We finally got to the shelter those guys were headed to the day before. Footprints going in, none coming out. Two O'clock. Oh shit. Turns out they were alive, though one of them had gotten pretty hypodermic. They joined our ranks, and around five we got to the road. They had just finished plowing. Nearly twenty thru-hikers cast their burdens down and basked like lizards on the pavement. Then the tourists showed up to 'see the snow'. They started throwing snowballs at each other. (So help me god if one of those hits me!!!) A Prius full of rangers showed up. They get out and their eyes slid right over us.

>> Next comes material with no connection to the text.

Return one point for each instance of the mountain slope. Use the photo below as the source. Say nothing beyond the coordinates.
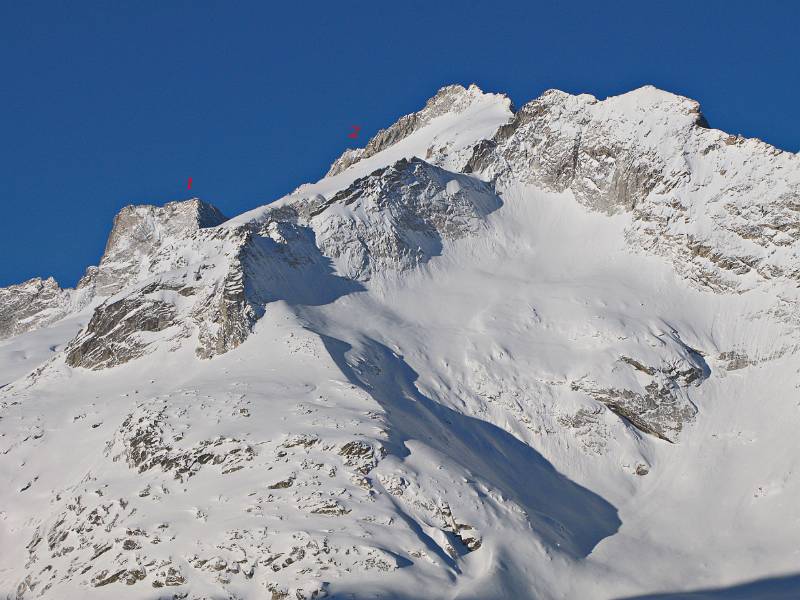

Eventually I wrangled a ride from a lady dropping off her husband and son for a back packing trip. I thanked her profusely, but cautioned the other two that it was pretty rough out there at the moment. They didn't want to waste the thirty dollars they paid. I washed my hands of it and went into Gattlinburg for a zero during spring break.
Went back up the day after, and it was super icy, though I zipped through it with my spikes, but then snowed another eight inches that night. Nope. Busted 25 miles in snow and slush to get the fuck out of the park. That night I slept at Fresh Ground's and he cooked a bunch of us Easter breakfast.